Trajectory-informed graph-based clustering for longitudinal cancer subtyping

TL;DR

A novel trajectory-informed clustering method for cancer subtyping that integrates multi-modal clinical data and longitudinal patient trajectories, and constructs a patient similarity graph that enables the identification of patient subgroups that are not only phenotypically and genotypically distinct but also aligned with patterns of disease progression.

Abstract

Cancer subtyping plays a crucial role in informing prognosis and guiding personalized treatment strategies. However, conventional subtyping approaches often rely on static, biopsy-derived scores that hardly capture the biological heterogeneity and temporal evolution of the disease. In this study, we propose a novel trajectory-informed clustering method for cancer subtyping that integrates multi-modal clinical data and longitudinal patient trajectories. Our method constructs a patient similarity graph using time-varying imaging-derived features, clinical covariates, and transitions among key clinical states such as therapy, surveillance, relapse, and death. This graph structure enables the identification of patient subgroups that are not only phenotypically and genotypically distinct but also aligned with patterns of disease progression. We position our approach within the landscape of existing subtyping methods and highlight its advantages in terms of temporal modeling and graph-based interpretability. Through simulation studies and application to a real world dataset of liver metastases, we demonstrate the ability of our framework to uncover clinically relevant subtypes with distinct prognostic trajectories.
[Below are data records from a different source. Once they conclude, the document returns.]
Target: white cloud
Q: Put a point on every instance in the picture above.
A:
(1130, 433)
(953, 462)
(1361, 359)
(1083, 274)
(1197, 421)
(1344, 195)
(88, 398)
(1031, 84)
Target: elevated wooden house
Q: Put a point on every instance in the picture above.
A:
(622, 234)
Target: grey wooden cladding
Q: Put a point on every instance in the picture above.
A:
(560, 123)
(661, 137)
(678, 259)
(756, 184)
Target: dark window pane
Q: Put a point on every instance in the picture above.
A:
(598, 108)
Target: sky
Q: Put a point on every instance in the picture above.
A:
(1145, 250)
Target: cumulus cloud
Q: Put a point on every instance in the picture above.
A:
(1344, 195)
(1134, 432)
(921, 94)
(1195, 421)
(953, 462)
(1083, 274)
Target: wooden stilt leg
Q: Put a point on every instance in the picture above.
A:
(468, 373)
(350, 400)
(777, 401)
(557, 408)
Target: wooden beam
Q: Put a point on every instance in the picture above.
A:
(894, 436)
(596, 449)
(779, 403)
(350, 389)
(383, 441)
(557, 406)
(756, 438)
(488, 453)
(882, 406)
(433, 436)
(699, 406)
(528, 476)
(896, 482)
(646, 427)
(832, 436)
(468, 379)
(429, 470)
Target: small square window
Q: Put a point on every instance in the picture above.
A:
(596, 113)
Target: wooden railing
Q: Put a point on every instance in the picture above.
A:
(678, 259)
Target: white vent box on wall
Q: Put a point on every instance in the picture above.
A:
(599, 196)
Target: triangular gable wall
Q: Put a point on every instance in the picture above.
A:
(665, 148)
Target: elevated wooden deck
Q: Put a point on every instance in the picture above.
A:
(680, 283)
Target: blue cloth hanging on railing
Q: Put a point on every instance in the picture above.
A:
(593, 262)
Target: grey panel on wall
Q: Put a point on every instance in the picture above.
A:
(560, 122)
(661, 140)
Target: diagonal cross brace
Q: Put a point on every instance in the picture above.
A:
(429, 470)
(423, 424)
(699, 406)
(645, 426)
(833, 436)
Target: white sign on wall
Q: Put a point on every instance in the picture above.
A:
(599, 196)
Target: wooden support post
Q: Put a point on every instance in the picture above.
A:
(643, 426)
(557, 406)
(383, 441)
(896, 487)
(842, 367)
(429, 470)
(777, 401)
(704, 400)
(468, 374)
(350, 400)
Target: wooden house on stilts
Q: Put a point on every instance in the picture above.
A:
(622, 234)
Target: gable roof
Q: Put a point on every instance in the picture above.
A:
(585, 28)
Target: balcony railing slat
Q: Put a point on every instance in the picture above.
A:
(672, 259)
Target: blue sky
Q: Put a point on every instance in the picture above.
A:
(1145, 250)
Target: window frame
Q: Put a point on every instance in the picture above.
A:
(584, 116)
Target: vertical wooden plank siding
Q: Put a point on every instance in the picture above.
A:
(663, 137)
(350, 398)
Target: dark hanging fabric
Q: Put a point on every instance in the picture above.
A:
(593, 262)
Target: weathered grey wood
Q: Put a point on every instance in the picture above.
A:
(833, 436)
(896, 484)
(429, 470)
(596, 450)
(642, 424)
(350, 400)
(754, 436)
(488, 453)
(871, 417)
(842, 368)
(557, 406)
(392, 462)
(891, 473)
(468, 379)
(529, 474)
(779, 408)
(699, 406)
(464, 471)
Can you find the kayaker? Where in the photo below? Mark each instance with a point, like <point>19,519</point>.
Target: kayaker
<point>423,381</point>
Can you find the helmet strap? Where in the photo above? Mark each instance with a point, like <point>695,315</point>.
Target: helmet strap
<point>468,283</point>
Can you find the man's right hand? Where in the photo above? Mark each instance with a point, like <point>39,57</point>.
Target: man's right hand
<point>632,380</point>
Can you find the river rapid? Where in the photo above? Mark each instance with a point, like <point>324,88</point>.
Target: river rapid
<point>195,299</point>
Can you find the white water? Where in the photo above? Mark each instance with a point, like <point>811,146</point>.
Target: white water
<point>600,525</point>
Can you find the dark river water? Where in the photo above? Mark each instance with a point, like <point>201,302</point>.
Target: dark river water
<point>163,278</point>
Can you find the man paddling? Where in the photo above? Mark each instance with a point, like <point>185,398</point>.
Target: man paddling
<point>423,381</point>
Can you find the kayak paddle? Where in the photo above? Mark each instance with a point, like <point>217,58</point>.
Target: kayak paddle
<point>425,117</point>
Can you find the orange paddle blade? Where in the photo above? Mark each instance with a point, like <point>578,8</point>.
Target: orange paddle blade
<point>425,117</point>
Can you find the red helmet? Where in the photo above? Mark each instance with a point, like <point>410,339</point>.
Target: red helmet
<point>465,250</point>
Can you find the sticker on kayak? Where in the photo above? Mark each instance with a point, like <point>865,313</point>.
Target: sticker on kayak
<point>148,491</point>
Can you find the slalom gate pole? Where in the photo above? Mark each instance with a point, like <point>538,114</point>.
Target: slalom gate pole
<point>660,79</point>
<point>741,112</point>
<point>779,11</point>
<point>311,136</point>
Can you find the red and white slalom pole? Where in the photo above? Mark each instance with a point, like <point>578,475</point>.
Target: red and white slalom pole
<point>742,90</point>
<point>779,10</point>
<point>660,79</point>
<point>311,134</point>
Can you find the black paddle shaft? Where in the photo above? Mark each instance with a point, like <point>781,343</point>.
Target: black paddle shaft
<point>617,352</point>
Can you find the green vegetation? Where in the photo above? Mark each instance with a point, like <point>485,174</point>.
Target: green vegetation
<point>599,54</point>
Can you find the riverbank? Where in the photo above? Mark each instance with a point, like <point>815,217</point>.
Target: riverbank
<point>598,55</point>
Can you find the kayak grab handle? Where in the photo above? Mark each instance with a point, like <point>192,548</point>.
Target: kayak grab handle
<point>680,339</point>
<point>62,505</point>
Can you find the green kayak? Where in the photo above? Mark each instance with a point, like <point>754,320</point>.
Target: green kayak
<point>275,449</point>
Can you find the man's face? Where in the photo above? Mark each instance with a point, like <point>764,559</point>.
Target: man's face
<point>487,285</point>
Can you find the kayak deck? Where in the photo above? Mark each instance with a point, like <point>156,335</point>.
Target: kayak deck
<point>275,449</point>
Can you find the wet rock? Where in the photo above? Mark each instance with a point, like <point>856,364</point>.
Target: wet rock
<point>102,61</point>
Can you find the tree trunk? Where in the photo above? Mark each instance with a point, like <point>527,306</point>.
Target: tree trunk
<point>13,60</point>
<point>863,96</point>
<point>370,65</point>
Our results underscore the potential of trajectory-informed clustering to enhance personalized oncology by bridging cross-sectional biomarkers with dynamic disease evolution.

Figures (15)

• Figure 1: Example of a clock-reset multi-state model (MSM) representing the natural history and clinical management of cancer. The states reflect key phases of disease progression: Healthy represents the absence of malignancy; Cancer precursor indicates a subclinical or pre-malignant condition; Diagnosis marks the point of clinical detection; Therapy includes the treatment phase such as surgery, chemotherapy, or radiotherapy; Recurrence denotes relapse after treatment; and Death is the absorbing terminal state. Arrows represent possible transitions between states, and time is reset at each state transition, consistent with a clock-reset MSM framework. This structure allows for modelling heterogeneous disease trajectories and estimating transition hazards between clinically relevant states.
• Figure 2: Log-log plot of the execution time of the proposed algorithm as a function of the number of individuals in the study, ranging from 100 to 800. Data points represent average execution times measured over 30 runs. The linear trend on the log-log scale suggests scalability characteristics of the algorithm across varying population sizes.
• Figure 3: Schematic illustration of the clinical timeline for a representative patient in the cohort. (1) Baseline CT scan. (2) Chemotherapy. (3) Post-treatment CT scan. (4) Surgical resection. (5) Follow-up for relapse or death.
• Figure 4: Schematic illustration of the embedding process for categorical variables using a Word2Vec-inspired Continuous Bag-of-Words model.
• Figure 5: Schematic representation of the three clock-reset multi-state models (MSMs) used in this study. Each model encodes different assumptions about the timing and sequence of clinical transitions: Model 1 captures baseline to therapy to death; Model 2 includes relapse as an intermediate state before death; Model 3 allows for competing relapse vs death trajectories.